O pensador romano Cícero dedicou todo um diálogo à velhice. Segundo ele, esta seria “tão fácil de suportar”, “bastante leve, até mesmo agradável” e, com um ar de aceitação, diz que “a natureza fixa os limites convenientes da vida como de qualquer outra coisa”. Tais modos de ver a “melhor idade” teriam dificuldade de se manter hoje, após 2 mil anos de transformações. Ainda mais na frente econômica, segundo pesquisa do Ipespe (Instituto de Pesquisas Sociais, Políticas e Econômicas) feita para a Febraban (a federação dos bancos brasileiros).
O levantamento mostra que a inflação dos serviços de saúde e remédios é a preocupação que mais cresceu entre 2022 e este ano: de 22%, passou para 30% a proporção de brasileiros afetados pela alta de preços. No caso das pessoas de 60 anos ou mais, essa fatia ficou em 37%.
A entrada na categoria de “Idosos”, que o IBGE classifica como os indivíduos a partir dos 60 anos de idade, carrega mesmo essa particularidade de tornar a vida um tanto mais cara. O Ibre (Instituto Brasileiro de Economia), uma unidade da FGV (Fundação Getúlio Vargas), calcula o IPC-3i – um índice de preços baseado na variação de uma cesta de produtos e serviços mais relevantes para famílias com pessoas nessa categoria, com dados da POF (Pesquisa de Orçamentos Familiares). Um dado do primeiro trimestre deste ano mostrou que o índice acumulava então alta (acumulada nos 12 meses até março) de 6,20% – enquanto o IPC-BR, no mesmo período, tinha alta de 6,10%. O custo de vida para idosos, ainda que marginalmente, é maior para esse público.
Outro índice é o IPCA 50+, elaborado pelo economista Arnaldo Lima, ex-secretário-adjunto de Política Econômica do Ministério da Fazenda. O indicador tem base no IPCA (Índice de Preços ao Consumidor Amplo), calculado pelo IBGE, mas considera produtos e serviços consumidos por família chefiadas por pessoas de 50 anos ou mais. Nessa medida, em 2022, o custo de vida para essa categoria subiu 6,4% – que é mais que o reajuste de 5,93% de aposentadorias, pensões e auxílios do INSS (Instituto Nacional do Seguro Social) definidos no início deste ano.

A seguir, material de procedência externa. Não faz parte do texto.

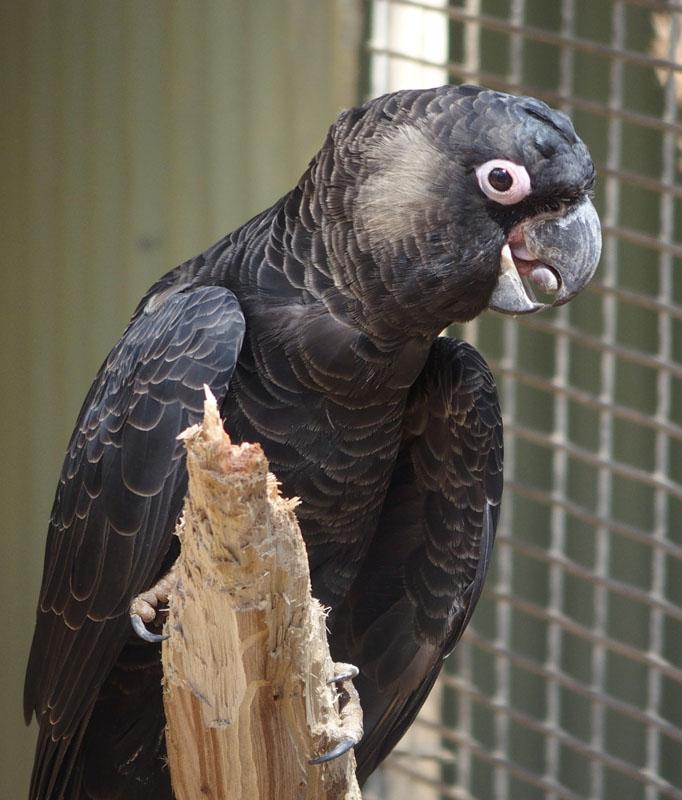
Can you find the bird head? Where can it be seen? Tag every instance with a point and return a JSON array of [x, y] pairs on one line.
[[464, 198]]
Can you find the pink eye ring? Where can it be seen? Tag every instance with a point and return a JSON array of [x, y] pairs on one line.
[[503, 181]]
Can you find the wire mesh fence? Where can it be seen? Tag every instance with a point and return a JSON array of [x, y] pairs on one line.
[[568, 683]]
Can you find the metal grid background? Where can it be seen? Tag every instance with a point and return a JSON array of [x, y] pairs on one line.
[[568, 683]]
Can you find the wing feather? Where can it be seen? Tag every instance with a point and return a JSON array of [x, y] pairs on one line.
[[116, 504], [427, 563]]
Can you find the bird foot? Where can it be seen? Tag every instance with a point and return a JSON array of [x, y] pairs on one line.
[[350, 729], [144, 608]]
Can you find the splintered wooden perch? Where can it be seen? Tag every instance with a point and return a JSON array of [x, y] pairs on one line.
[[246, 666]]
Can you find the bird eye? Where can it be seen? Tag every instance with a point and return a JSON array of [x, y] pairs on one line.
[[500, 179], [503, 181]]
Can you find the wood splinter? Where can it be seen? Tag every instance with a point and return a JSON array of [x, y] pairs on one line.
[[247, 668]]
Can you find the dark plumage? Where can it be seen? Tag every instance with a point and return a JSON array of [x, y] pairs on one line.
[[316, 326]]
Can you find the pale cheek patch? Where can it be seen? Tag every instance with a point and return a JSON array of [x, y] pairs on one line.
[[398, 197]]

Como se vê, com a chegada da idade, o bolso começa a ser mais afetado. O que tem algo de perverso, uma vez que a faixa da população brasileira em situação de pobreza composta por idosos passou de 2,9% em 2012 para 4,2% em 2022 – dado da pesquisa PUCRS Data Social, anunciada em setembro deste ano. No mesmo período, sempre segundo a pesquisa, a parcela de idosos nos mesmos dez anos passou de 7,72% para 10,49%. E a proporção vivendo na extrema pobreza subiu de 1,4% para 3,1%.

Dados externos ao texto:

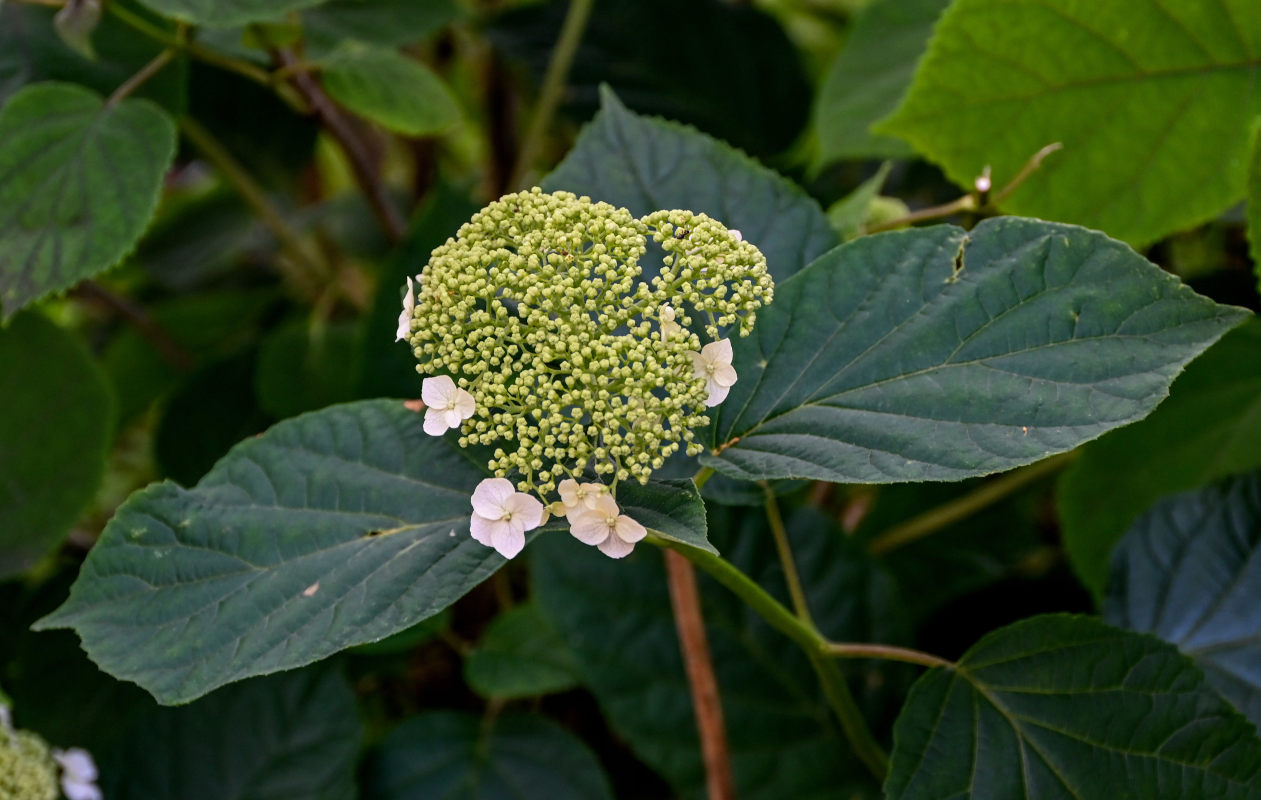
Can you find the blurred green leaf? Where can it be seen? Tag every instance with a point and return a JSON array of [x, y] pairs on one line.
[[332, 529], [869, 78], [389, 23], [459, 756], [302, 367], [30, 51], [1189, 570], [390, 88], [285, 736], [1209, 428], [227, 13], [54, 434], [1067, 707], [520, 655], [726, 67], [1154, 107], [936, 355], [784, 742], [78, 184], [646, 164]]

Quando se pensa no mercado de trabalho, há o fenômeno do etarismo, o que cria uma mistura tóxica: precisando trabalhar, o idoso encontra portas fechadas pelo preconceito – que já atinge mesmo pessoas a partir de 50 anos de idade. Pesquisa da Ernst & Young de 2022, junto a quase 200 empresas, mostrou que 78% das entrevistadas consideram-se etaristas, com barreiras à contratação dessas pessoas.
Esse tipo de conjuntura social exige que políticas públicas efetivas entrem em ação. O Censo 2022, divulgado em junho deste ano, mostrou que “um grande processo de envelhecimento da população” está em curso, na avaliação do demógrafo Cássio Turra, que é membro da Comissão Consultiva do Censo 2022, para a CNN Brasil. Será preciso atentar mais para as necessidades de saúde dessa população, com olhos voltados a esse movimento detectado de aumento da pobreza extrema, que é particularmente inquietante.

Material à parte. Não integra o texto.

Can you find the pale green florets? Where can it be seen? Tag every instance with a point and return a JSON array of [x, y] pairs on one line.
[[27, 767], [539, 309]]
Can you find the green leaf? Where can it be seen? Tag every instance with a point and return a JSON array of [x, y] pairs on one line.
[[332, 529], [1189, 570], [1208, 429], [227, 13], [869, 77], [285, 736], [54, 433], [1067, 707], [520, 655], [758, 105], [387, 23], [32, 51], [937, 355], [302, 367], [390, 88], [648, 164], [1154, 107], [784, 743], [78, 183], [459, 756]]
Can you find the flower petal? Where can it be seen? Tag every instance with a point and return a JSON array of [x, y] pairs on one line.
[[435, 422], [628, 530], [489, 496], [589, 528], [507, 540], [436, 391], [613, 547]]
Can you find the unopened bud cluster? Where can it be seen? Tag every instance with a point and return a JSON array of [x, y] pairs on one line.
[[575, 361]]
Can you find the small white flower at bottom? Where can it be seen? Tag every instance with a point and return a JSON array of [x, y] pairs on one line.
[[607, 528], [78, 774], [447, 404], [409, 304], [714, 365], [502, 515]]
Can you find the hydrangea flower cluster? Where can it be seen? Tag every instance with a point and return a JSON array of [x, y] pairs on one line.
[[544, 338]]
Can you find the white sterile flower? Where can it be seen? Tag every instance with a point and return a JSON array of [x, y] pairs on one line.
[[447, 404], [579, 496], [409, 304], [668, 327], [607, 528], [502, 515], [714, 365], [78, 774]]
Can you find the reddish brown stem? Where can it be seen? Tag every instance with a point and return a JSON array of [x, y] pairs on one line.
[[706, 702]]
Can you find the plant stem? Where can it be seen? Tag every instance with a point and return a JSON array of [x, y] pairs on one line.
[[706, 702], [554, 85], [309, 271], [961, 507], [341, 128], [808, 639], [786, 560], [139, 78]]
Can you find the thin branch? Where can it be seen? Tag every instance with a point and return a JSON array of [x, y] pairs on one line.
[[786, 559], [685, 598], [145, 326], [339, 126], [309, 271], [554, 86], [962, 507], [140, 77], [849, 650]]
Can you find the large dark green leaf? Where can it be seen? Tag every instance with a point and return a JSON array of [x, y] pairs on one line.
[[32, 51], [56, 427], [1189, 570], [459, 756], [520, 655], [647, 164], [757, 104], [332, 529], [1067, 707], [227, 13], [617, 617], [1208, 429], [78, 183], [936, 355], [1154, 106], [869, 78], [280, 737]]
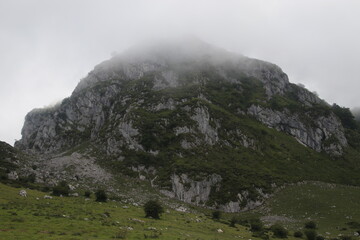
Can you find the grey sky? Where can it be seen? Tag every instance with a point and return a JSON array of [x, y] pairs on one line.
[[46, 47]]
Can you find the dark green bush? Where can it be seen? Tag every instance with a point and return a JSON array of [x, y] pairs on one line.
[[279, 231], [298, 234], [256, 225], [346, 237], [310, 225], [61, 189], [216, 215], [87, 194], [101, 196], [153, 209], [310, 234], [233, 221]]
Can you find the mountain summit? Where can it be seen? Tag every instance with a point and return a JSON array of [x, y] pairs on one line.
[[204, 125]]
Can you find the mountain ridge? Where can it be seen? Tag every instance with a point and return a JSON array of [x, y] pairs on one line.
[[208, 130]]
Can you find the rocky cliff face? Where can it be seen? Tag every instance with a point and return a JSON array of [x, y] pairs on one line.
[[162, 106]]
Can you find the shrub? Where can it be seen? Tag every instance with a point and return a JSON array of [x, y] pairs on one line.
[[61, 189], [298, 234], [279, 231], [87, 194], [233, 221], [216, 215], [310, 225], [345, 237], [256, 225], [121, 234], [153, 209], [101, 196], [310, 234]]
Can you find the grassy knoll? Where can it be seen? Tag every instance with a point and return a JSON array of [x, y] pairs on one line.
[[76, 218], [335, 208]]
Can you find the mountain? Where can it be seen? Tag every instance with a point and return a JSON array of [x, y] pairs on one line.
[[199, 123]]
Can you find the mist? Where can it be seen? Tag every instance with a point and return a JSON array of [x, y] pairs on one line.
[[48, 46]]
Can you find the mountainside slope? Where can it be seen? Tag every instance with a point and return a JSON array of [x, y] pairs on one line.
[[203, 125]]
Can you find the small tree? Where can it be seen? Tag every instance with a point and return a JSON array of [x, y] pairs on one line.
[[101, 196], [87, 194], [279, 231], [256, 225], [153, 209], [61, 189], [310, 234], [298, 234], [310, 225], [216, 215]]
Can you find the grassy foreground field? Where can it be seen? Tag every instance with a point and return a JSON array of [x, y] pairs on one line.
[[76, 218], [334, 208]]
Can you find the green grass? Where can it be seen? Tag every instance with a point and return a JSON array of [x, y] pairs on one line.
[[75, 218], [331, 206], [334, 208]]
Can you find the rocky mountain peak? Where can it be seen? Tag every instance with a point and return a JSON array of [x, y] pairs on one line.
[[207, 126]]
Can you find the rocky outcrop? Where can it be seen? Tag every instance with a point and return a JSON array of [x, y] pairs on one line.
[[317, 134], [169, 105], [190, 191]]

Estímulos à abertura de espaço para esse público no mercado de trabalho, investimentos e parcerias entre setores público e privado nos serviços de saúde, com medidas assistenciais focadas nos que estão presos na extrema pobreza – são todos caminhos por onde o poder público pode começar a mudar esse quadro. Os índices mais amplos de inflação têm apontado para baixo – o que tem aberto caminho para a redução gradual dos juros. É um bom augúrio – ainda que seja preciso avançar para que a velhice se torne menos cara.